Se oggi il grande Cicerone fosse uno di noi, sicuramente esclamerebbe: «O tempora, o mores», «Che tempi, che costumi». In effetti, riflettendo su quanto avviene sul palcoscenico della storia contemporanea, è sempre più evidente che ci troviamo nel bel mezzo di una crisi di civiltà. Basti pensare a quanto sta avvenendo in Terra Santa, per non parlare del conflitto che insanguina l’Europa Orientale. Il bilancio si aggrava se a tutto ciò aggiungiamo gli effetti devastanti del riscaldamento globale, di cui – è bene rammentarlo - siamo, almeno in parte, responsabili, o le speculazioni finanziarie, che accrescono il debito degli Stati sovrani e le sofferenze dei ceti meno abbienti.
Questa deriva trova peraltro un infelice riscontro anche in riferimento all’indirizzo che stiamo imprimendo alle nostre relazioni con gli altri popoli. Infatti, il trend prevalente è incentrato sui confini, sulle paure e sullo spirito di ostilità nei confronti dell’alterità. La crisi migratoria riflette questo disagio e rimanda alla palese contraddizione che l’Europa vive al suo interno: tra universalismo e nazionalismo. Di fronte a questo scenario, come credenti, siamo tutti chiamati a una decisa assunzione di responsabilità nella cristiana certezza che la dimensione spazio-temporale in cui siamo immersi ci impone di vivere la nostra vocazione battesimale; una chiamata alla missione senza confini.
È per questo motivo che ogni anno le Pontificie Opere Missionarie internazionali, che in Italia sono rappresentate dalla fondazione Missio della Cei, promuovono la Giornata Missionaria Mondiale il cui tema è tratto dalla titolazione della tradizionale missiva del Santo Padre: “Cuori ardenti, piedi in cammino”. Queste parole richiamano l’esperienza dei discepoli di Emmaus descritta nel Vangelo di Luca (Lc 24,13-35). Durante il cammino, essi incontrarono il Signore risorto.

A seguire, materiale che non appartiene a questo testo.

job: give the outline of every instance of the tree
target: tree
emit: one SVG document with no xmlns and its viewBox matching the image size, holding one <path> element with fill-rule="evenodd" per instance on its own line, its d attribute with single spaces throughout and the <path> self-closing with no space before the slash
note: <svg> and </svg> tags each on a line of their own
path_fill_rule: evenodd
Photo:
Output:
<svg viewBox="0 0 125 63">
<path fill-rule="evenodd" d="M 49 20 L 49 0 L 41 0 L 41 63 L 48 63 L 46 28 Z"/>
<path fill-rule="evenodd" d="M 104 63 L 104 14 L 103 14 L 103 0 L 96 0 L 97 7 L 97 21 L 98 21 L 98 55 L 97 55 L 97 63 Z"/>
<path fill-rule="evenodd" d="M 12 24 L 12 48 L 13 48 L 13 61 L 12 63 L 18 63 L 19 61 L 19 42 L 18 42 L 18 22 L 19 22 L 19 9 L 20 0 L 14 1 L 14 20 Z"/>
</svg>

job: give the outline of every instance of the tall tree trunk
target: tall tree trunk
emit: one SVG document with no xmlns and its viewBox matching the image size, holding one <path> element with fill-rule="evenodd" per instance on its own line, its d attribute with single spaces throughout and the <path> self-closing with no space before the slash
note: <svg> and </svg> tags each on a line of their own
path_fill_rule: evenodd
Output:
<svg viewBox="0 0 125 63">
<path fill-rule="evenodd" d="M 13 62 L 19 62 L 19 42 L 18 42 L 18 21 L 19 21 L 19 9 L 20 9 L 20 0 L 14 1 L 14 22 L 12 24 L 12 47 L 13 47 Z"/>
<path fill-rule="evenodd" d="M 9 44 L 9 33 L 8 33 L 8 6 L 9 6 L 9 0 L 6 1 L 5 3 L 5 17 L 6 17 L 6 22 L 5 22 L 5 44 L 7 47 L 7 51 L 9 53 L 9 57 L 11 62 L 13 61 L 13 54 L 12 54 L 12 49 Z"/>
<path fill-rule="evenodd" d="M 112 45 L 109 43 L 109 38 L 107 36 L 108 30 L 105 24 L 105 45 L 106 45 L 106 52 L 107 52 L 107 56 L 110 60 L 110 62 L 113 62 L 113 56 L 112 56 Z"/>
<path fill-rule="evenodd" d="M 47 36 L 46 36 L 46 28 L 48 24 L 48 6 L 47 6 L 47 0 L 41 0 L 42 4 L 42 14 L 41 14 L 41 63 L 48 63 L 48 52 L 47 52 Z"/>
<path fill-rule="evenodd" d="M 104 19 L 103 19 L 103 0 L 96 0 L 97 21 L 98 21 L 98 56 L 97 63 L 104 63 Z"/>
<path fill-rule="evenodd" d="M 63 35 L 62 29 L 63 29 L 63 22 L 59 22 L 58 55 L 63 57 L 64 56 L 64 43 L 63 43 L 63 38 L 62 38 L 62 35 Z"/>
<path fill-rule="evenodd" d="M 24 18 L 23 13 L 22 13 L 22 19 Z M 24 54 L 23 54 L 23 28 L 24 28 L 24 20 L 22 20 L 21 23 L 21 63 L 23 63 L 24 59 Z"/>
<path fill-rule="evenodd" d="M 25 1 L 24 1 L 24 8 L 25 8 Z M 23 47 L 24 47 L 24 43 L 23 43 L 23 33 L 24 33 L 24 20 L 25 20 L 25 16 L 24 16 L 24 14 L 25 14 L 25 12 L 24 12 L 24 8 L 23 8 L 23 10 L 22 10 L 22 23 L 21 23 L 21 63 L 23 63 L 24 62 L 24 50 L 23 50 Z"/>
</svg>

Questo incontro infiammò i loro cuori e li spronò ad annunciare la risurrezione di Gesù. Forse mai come oggi, occorre fare tesoro di questa Parola che rappresenta il deterrente contro quelli che sono gli oscuri presagi del nostro tempo.
La testimonianza dei nostri missionari e missionarie, che hanno fatto la scelta di stare dalla parte degli ultimi, è eloquente. Essi rappresentano il valore aggiunto, non solo della nostra Chiesa, ma dell’intero “sistema-Paese”, non foss’altro perché la loro scelta di vita è all’insegna della gratuità. Il loro campo d’azione, nella stragrande maggioranza dei casi, è nel perimetro delle Giovani Chiese dove essi svolgono il loro apostolato, interpretando le istanze del Mandatum Novum di Nostro Signore. A questo proposito è importante sottolineare che il rischio, sempre in agguato, per le Chiese di antica tradizione come quelle europee, con due millenni di storia alle spalle, è di coltivare un approccio paternalistico nei confronti delle giovani comunità del Sud del Mondo dove peraltro sono più evidenti i disastri dell’attuale disordine mondiale.
Ecco che allora s’impone una sorta di decentramento narrativo, tenendo conto del fatto che il futuro dell’umanità, come ha scritto Papa Francesco nell’Evangelii Gaudium, non potrà mai prescindere dal riscatto delle masse impoverite: «Finché non si risolveranno radicalmente i problemi dei poveri… non si risolveranno i problemi del mondo e in definitiva nessun problema» (202).
Ma perché ciò sia possibile, è necessario che la Chiesa stessa sia capace di offrire ai popoli la Buona Notizia di un Dio amico, ricco di misericordia, che si è fatto piccolo e umile, schierandosi decisamente dalla parte degli ultimi. Proprio come espresso, sempre da Papa Francesco all’inizio del suo ministero petrino, nella veglia di Pentecoste 2013: «I poveri sono la carne di Cristo». Detto questo è evidente che occorre pregare il padrone della messe, perché mandi operai. Ciò significa che Dio ha bisogno di uomini e donne di buona volontà disposti a dare la vita per la causa del Regno. Una cosa è certa: in considerazione poi del processo sinodale, voluto fortemente da Papa Francesco, le giovani Chiese hanno molto da insegnare alle altre. Anche questa è missione.